Genre: Literary/Magical Realism

Pages: 55

Synopsis:

Jason Lee Norman takes a trip through the Americas, or should I see HIS Americas. From north to south. Canada to Argentina. That's a rather methodical approach. What he finds in each country has nothing scientific or methodical about it. Over 22 very short stories, Norman introduces his reader to the spirit of every country of his continent.


In the United States of America, children everywhere are waiting for summer vacation. To a child in the United States, there is summer vacation and then there is everything else. Summer vacation is freedom. The United States was built on the foundation that one day we will all be on summer vacation permanently - in the sky, all year round.

There are upsides and downsides to reading such a short book. Yeah, it will probably be over about an hour after your started it. It's also spare, focused and controlled. There isn't a single line of text where Jason Lee Norman doesn't know what he's doing. You have to take AMERICAS for what it is, somewhat of an experiment with Magical Realism and conventional story structures. Once you've understood this, you will start to understand you have something special in your hands. AMERICAS is not exactly an epic, but it's something that has been thought completely outside the box. Or should I say beside that proverbial box that enslaves so many writers.
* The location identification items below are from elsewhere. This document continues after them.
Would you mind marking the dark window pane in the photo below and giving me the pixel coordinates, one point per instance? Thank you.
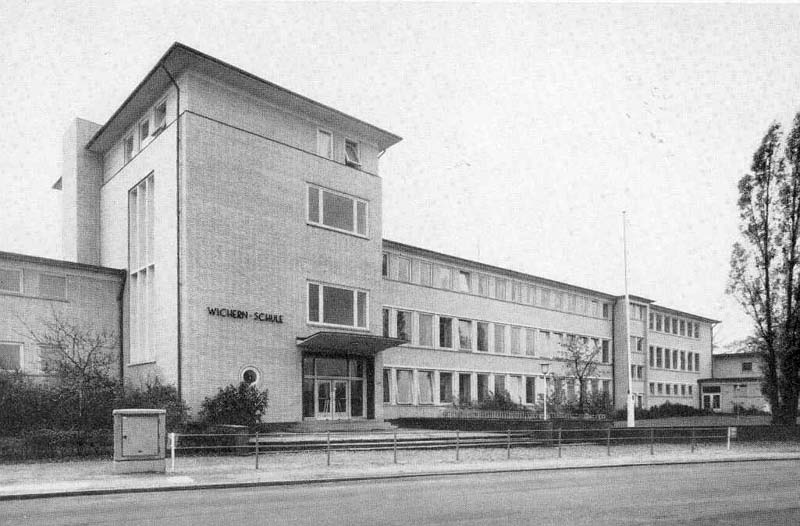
(337, 306)
(337, 211)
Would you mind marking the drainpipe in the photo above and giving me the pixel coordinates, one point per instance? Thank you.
(178, 218)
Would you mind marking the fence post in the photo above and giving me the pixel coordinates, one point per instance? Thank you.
(559, 442)
(172, 439)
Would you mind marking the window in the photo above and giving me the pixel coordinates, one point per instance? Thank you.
(425, 380)
(426, 330)
(404, 325)
(425, 277)
(446, 388)
(464, 281)
(54, 287)
(401, 269)
(500, 289)
(337, 211)
(444, 278)
(465, 335)
(530, 338)
(351, 154)
(127, 147)
(446, 332)
(483, 387)
(483, 285)
(515, 336)
(144, 132)
(387, 393)
(10, 356)
(325, 144)
(337, 305)
(11, 280)
(404, 383)
(160, 117)
(499, 339)
(530, 390)
(483, 336)
(141, 238)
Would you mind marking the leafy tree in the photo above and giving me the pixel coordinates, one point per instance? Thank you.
(764, 265)
(580, 355)
(238, 405)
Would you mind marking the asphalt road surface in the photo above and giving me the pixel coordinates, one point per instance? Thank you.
(746, 493)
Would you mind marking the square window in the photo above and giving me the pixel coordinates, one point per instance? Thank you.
(325, 144)
(351, 154)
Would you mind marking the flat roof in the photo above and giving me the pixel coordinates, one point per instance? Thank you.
(180, 57)
(60, 263)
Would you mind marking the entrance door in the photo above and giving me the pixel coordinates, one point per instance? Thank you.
(332, 399)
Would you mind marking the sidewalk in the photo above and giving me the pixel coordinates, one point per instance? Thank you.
(38, 480)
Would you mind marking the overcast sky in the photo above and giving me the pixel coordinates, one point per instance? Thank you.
(527, 129)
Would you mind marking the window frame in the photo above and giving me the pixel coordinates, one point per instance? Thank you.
(321, 211)
(21, 281)
(321, 307)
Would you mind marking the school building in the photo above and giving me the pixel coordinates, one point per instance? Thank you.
(229, 229)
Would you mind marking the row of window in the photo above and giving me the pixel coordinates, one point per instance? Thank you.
(146, 130)
(417, 387)
(325, 148)
(421, 272)
(670, 389)
(673, 325)
(50, 286)
(674, 359)
(434, 330)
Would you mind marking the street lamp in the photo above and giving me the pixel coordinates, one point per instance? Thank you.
(545, 370)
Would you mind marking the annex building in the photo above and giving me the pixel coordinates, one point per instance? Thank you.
(245, 220)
I was reminded of two writers when reading Jason Lee Norman. Gabriel Garcia Marquez and Claude Lévi-Strauss. The first is kind of an elephant in the room, as Norman spends most of the collection  in South America, describing the magic in its people. His narrations reminded me of ONE HUNDRED YEARS OF SOLITUDE, with a constant surreal edge that Garcia Marquez didn't always have. I liked how it grew from country to country, from page to page as if he was approaching some kind of artifact. The final story, "Argentina" is quite fitting in that regard. Some will grunt at the fact I'm mentioning Lévi-Strauss in this review, but if you had the absolute displeasure of reading A WORLD ON THE WANE like me, part of your anger comes from the fact that the first chapter was awesome. Lévi-Strauss is on a boat to South America and makes fun of André Breton. The cold, factual approach contrasting to the ambient magic reminded me of Lévi-Strauss. If his South American people would've been awesome like those of Jason Lee Norman, instead of just staring at him for hours, A WORLD ON THE WANE and AMERICAS would have been a lot more similar.

Everybody in Guyana is missing something. Just like their eastern coast is missing the warmth and protection from its ancient African west coast cousin, each citizen of Guyana is missing a limb or an eye or an ear or a digit. Most were born that way. Everybody in Guyana knows what it feels to be incomplete and they long for back when they were in Pangea and dinosaurs probably walked the earth and the jungles were something more than government protected tourist areas.

The brilliance of AMERICAS as a collection lies in its structure. There are 22 seemingly unattached stories about people in different countries, but there is a beginning, a climax and an eerie ending. Not only it reads like a travel diary, but every country seems to be taking in the vibrations of the one north of them. Jason Lee Norman introduces the Americas as an homogenous being. So really, the size of this book isn't very important. In fact, this should be read in school, instead of those long novels that bore kids and turn them off from reading forever. I mean, what does a young mind crave the most? Thomas Hardy or a creative, dynamic introduction to the very land they live on? Seems like a no brainer to me. Jason Lee Norman's AMERICAS serves a purpose. It's one of those shooting stars to remind you why you love reading in the first place.